“No social life,” he said. “The men around there didn’t want to saddle up with a built in family so they pretty much kept their distance. I don’t think she ever read a book. She was pretty well strapped into the lonely train by the time she was 22.” He grinned at me. “Told you it was a long story.”
“I’m still here,” I said and he continued.

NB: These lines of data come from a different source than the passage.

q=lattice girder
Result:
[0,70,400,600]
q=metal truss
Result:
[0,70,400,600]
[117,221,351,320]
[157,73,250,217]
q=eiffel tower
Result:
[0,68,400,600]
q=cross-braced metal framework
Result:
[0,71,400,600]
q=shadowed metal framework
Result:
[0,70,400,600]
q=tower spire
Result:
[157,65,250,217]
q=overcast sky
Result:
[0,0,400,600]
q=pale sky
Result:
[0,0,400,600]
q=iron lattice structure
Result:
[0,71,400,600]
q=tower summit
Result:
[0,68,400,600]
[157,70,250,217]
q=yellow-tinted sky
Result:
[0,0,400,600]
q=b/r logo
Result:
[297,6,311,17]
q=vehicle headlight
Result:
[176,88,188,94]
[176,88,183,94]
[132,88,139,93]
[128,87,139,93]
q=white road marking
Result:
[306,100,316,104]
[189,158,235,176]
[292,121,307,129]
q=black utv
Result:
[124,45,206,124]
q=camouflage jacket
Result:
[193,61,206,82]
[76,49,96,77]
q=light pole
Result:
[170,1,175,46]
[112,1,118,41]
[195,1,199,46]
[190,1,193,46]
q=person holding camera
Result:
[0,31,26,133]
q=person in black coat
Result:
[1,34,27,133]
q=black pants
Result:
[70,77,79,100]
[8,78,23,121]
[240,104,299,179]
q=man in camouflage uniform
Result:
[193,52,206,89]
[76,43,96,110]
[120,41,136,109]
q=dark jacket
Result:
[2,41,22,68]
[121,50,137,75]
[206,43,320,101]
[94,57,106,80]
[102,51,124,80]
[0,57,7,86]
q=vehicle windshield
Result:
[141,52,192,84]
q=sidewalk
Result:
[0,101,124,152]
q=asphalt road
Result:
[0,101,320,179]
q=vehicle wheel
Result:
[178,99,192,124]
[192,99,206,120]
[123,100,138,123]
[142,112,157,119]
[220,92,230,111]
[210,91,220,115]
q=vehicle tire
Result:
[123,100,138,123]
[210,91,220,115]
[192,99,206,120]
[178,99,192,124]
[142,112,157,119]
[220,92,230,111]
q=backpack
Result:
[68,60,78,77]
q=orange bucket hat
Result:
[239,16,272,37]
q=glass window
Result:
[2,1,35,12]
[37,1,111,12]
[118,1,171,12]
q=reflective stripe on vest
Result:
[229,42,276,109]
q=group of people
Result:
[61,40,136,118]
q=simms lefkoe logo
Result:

“You know what’s coming. She was a lonely, experienced woman and I was a curious teenager with raging hormones. Should have known better and didn’t. I have to admit, I thought I was pretty hot stuff at the time.”
“You were fourteen?”
“About there. Didn’t even have a driver’s license.”
“So what happened?”
“She showed up one evening at the house, all dressed up. Uncle Merle was there at the time, back from a trip with Matt. So she sat them all down, said she was pregnant, I was the culprit and she was ready to marry up and settle in. Mama said that wasn’t gonna happen. Merle said he’d take her to the doctor for a second opinion. My daddy raised us to be responsible. To my way of thinking I did the deed, I had to take responsibility for it. Next morning I was up and down the road before Mama’s feet hit the floor. I proposed, and we headed for town. Had to walk. I didn’t have my license. We got to town before the court house opened and were sitting on a bench outside. She was giggling and I was sweating like a mule pulling a plow uphill. About then, Mama and Uncle Merle showed up, along with Lurlene’s daddy. They took her straight to the doctor, left me waiting in the truck.”